David & Jonathas – Concert
Les premières notes que nous avons jouées ensemble avec Correspondances étaient celles de Charpentier. Au fil des ans, nous avons construit l’identité de la troupe sous la protection de ce génie de la musique tous siècles et tous continents confondus. Nous arrivons avec ce David à une étape importante pour nous : aborder pour la première fois l’une des deux seules grandes œuvres lyriques qu’il nous a léguées !
Pourquoi David avant Médée ? Pas simplement pour la chronologie, même si le développement de Charpentier suit un processus linéaire très différent de ses contemporains. Ce compositeur a toujours été en recherche : pas une œuvre ne ressemble à la précédente, jamais une découverte ne devient un système, jamais une trouvaille ne devient un tic de langage… David vient donc à la suite d’expériences antérieures (notamment ses Histoires sacrées, que nous avons données sur scène à Caen en 2016) qu’il renouvelle totalement. Ainsi le sujet de Saül et David qu’il avait traité sous la forme d’un oratorio reparait ici sous un jour totalement nouveau.

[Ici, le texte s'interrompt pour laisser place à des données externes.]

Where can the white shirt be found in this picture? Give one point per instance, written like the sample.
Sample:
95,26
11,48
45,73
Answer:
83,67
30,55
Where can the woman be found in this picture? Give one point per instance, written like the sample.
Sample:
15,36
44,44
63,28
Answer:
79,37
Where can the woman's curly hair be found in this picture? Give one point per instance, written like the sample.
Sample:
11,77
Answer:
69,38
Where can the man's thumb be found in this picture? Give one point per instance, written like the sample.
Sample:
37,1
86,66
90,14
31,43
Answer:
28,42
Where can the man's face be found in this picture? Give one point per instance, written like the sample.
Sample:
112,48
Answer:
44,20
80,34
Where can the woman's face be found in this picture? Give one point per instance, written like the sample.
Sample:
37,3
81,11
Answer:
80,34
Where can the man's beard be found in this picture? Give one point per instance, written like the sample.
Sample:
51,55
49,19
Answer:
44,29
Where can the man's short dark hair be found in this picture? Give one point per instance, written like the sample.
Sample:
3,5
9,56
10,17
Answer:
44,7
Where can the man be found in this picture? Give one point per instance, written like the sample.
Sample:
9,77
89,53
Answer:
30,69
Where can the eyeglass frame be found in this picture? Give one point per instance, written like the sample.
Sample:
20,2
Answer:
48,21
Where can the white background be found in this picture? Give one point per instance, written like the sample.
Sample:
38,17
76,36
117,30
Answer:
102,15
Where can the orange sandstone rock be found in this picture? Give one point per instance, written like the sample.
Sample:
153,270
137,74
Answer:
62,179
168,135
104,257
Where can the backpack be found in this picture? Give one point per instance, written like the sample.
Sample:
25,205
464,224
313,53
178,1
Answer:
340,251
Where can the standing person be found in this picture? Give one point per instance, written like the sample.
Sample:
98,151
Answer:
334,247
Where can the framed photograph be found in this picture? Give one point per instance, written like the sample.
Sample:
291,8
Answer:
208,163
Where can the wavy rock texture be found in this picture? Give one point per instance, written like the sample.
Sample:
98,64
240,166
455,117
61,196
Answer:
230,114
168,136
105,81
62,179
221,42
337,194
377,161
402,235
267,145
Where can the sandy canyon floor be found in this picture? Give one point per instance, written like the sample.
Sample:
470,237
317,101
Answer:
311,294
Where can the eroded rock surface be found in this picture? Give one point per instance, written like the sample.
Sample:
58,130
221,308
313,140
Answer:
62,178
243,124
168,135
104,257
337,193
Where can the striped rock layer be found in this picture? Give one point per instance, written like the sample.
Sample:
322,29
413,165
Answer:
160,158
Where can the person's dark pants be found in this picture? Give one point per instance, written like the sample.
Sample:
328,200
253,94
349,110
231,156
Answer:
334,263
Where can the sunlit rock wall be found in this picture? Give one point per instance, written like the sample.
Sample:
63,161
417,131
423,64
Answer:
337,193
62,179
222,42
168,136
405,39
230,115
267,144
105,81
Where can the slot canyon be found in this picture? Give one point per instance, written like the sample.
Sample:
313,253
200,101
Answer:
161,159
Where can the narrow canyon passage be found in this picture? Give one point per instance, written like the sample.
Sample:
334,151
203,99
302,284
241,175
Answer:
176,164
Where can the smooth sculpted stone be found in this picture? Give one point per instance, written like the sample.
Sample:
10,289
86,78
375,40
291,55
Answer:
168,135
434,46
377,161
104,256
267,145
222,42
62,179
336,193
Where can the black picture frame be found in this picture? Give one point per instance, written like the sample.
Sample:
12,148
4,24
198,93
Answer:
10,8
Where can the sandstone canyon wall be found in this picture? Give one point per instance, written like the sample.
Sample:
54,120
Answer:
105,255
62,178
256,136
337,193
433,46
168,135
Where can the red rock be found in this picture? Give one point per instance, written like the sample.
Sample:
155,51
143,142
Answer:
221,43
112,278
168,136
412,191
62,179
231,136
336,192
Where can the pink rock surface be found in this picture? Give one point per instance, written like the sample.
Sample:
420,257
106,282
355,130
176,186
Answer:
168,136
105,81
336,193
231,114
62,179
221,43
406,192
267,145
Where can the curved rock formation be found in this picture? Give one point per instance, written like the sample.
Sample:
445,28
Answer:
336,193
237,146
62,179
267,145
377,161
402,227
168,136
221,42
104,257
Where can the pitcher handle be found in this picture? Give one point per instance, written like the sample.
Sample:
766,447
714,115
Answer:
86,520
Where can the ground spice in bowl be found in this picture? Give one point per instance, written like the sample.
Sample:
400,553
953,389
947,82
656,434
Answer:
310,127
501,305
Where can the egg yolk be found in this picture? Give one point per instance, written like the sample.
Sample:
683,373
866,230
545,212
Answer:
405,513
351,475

Un opéra ? Un opéra biblique ? Le genre de cette œuvre ne rentre pas dans nos cases… Composé pour le spectacle de fin d’année du grand collège Jésuite Louis-le-Grand en 1688, il mobilise aussi bien des professionnels de l’Académie royale que les étudiants eux-mêmes, dans le cadre d’une production importante digne de celles de l’opéra. Les actes qui le composent étaient alternés avec les actes d’une tragédie théâtrale, jouée en latin sur le même sujet. Cette œuvre s’éloigne des canons de la tragédie inventée par Lully par sa forme, mais aussi par son style musical : on y trouve notamment une intensité et une intériorité particulières, un soin apporté à l’écriture de la voix et à la richesse de son accompagnement et des évocations descriptives très marquantes.
Ce qui donne tout son sel à cette œuvre aujourd’hui, c’est son point de vue. On voit le monde, la guerre, les tensions familiales, la folie, l’exercice du pouvoir, la paranoïa, la valeur de la parole, avec le regard de la jeunesse. Dès lors, les grilles de lecture du monde des adultes deviennent obsolètes
À la fin de ce premier quart de XXIe siècle, il me semble que cette œuvre du XVIIe, malgré la tragédie, respire une forme d’idéalisme sain qui nourrit l’espoir (David veut la Paix et s’emploie envers et contre tout à réconcilier les parties), dit quelque chose sur la puissance des serments (peu importe qu’il soit question d’amitié ou d’amour, ce qui compte c’est la parole donnée, plus forte que tout). Elle nourrit une vision du monde, chevaleresque et idéaliste sûrement, que seule l’adolescence peut oser. C’est ce regard d’adolescent, nourri de culture et d’expériences des siècles passés, qui est peut-être la clé de notre avenir.